If in the suburbs, Aarey is under threat, in South Mumbai, it’s Hanging Garden. I have spent days here clicking pictures of butterflies and birds like parakeets and koels. Recently, on a night-cycling trip, the Kamla Nehru Park (KNP) steps were our stopover and we even did an impromptu jam-up, with a pair of guitarists practising their chords. Sadly, here too there are plans underway to extend a fast-car road. Many locals seem to be opposing this.
In my childhood, there was a lovely historical garden right in the heart of Mumbai called the Maheshwari Udyan. Today, it is dissected with the pillars of a massive smoke-spewing bridge and has lost all its ambient beauty and historical importance. Our green spaces seem completely excusable and in fact are looked upon as hindrances to development and infrastructure. The Colaba Woods, Maharashtra Nature Park and Azad Maidan are all threatened by unplanned, senseless and unhealthy ideas of development, which will eventually push us into a psychotic mess.
The MbPT Garden (Colaba) along with the Byculla Zoo Campus or Ranibaug or Veermata Jijabai Bhosle Udyan are among my most favourite gardens in Mumbai. Morning walkers, nature enthusiasts, tree and bird watchers, amateur photographers, sketch artists, botany students and senior citizens’ groups, all find solace and amazement in these parks.

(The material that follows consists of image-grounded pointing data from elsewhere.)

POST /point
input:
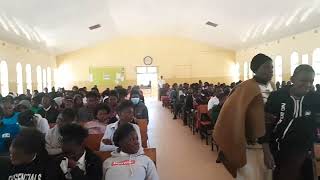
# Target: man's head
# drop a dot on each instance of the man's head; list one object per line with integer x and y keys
{"x": 24, "y": 105}
{"x": 67, "y": 116}
{"x": 113, "y": 98}
{"x": 92, "y": 100}
{"x": 122, "y": 93}
{"x": 73, "y": 136}
{"x": 126, "y": 138}
{"x": 8, "y": 108}
{"x": 68, "y": 101}
{"x": 46, "y": 101}
{"x": 102, "y": 113}
{"x": 26, "y": 119}
{"x": 135, "y": 97}
{"x": 125, "y": 111}
{"x": 302, "y": 79}
{"x": 25, "y": 147}
{"x": 262, "y": 66}
{"x": 75, "y": 88}
{"x": 78, "y": 100}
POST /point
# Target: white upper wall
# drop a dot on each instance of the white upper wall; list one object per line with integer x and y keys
{"x": 303, "y": 43}
{"x": 62, "y": 26}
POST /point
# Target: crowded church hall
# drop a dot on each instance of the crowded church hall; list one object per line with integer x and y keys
{"x": 159, "y": 90}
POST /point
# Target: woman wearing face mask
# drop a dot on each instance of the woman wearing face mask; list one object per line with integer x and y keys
{"x": 139, "y": 108}
{"x": 29, "y": 158}
{"x": 127, "y": 162}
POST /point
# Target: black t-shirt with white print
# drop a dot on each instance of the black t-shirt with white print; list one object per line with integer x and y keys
{"x": 36, "y": 170}
{"x": 294, "y": 127}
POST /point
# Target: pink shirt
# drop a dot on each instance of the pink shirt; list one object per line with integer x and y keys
{"x": 95, "y": 127}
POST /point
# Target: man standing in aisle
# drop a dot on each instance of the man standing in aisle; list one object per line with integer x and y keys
{"x": 242, "y": 122}
{"x": 161, "y": 83}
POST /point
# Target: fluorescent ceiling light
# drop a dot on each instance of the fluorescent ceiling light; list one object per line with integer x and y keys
{"x": 4, "y": 24}
{"x": 268, "y": 26}
{"x": 291, "y": 18}
{"x": 306, "y": 14}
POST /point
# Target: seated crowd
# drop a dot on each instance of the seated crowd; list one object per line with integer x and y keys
{"x": 283, "y": 121}
{"x": 43, "y": 136}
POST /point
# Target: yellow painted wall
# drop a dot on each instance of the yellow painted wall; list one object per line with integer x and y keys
{"x": 178, "y": 60}
{"x": 12, "y": 54}
{"x": 303, "y": 43}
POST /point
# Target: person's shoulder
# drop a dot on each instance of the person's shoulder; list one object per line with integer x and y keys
{"x": 145, "y": 159}
{"x": 313, "y": 97}
{"x": 135, "y": 126}
{"x": 280, "y": 93}
{"x": 91, "y": 157}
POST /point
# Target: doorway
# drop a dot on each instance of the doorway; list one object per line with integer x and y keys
{"x": 147, "y": 79}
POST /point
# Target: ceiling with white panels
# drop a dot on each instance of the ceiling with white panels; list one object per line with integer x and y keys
{"x": 62, "y": 26}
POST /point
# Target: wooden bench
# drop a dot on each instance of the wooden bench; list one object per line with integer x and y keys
{"x": 143, "y": 125}
{"x": 317, "y": 158}
{"x": 150, "y": 152}
{"x": 93, "y": 141}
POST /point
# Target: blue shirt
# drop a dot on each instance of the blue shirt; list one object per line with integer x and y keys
{"x": 11, "y": 120}
{"x": 7, "y": 133}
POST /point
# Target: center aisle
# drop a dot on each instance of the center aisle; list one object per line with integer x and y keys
{"x": 180, "y": 155}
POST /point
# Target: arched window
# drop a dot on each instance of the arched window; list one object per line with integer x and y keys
{"x": 278, "y": 69}
{"x": 305, "y": 59}
{"x": 4, "y": 78}
{"x": 19, "y": 78}
{"x": 29, "y": 77}
{"x": 49, "y": 79}
{"x": 245, "y": 71}
{"x": 39, "y": 78}
{"x": 250, "y": 72}
{"x": 236, "y": 72}
{"x": 44, "y": 78}
{"x": 294, "y": 61}
{"x": 316, "y": 64}
{"x": 56, "y": 78}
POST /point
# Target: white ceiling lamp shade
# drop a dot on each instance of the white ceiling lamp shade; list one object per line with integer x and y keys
{"x": 60, "y": 26}
{"x": 268, "y": 26}
{"x": 306, "y": 14}
{"x": 293, "y": 16}
{"x": 4, "y": 23}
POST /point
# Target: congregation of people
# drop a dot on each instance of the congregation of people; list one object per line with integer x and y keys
{"x": 261, "y": 130}
{"x": 43, "y": 135}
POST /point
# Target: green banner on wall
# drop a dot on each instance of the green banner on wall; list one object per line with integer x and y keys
{"x": 107, "y": 76}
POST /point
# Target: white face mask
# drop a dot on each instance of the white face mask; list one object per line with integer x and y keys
{"x": 135, "y": 101}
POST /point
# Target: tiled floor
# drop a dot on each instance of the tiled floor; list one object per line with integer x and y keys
{"x": 180, "y": 155}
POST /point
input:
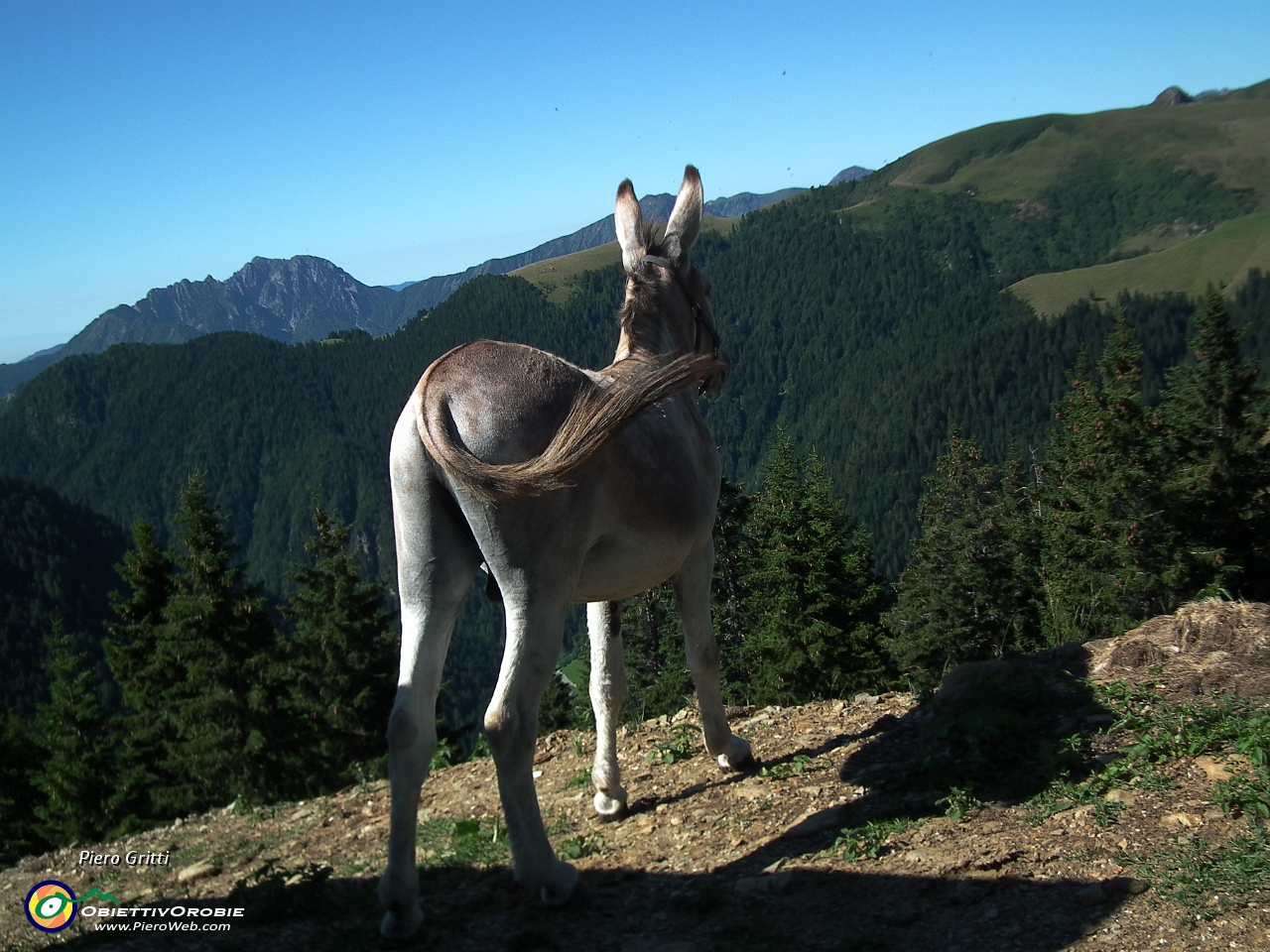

But with the recent plans of the Brihanmumbai Municipal Corporation (BMC) to pass a new Recreational Ground/Playgrounds Policy (RGPG) allowing private parties to act as caretakers, will lead to privatising and modifying the land-use of public spaces. This will eventually lead to indefinitely handing over our green spaces to name-sake charitable trusts and NGOs of large corporate houses. If citizens don’t wake up and intervene now, this move will not only exclude the rightful wild residents but also take away the right of public to green spaces — permanently.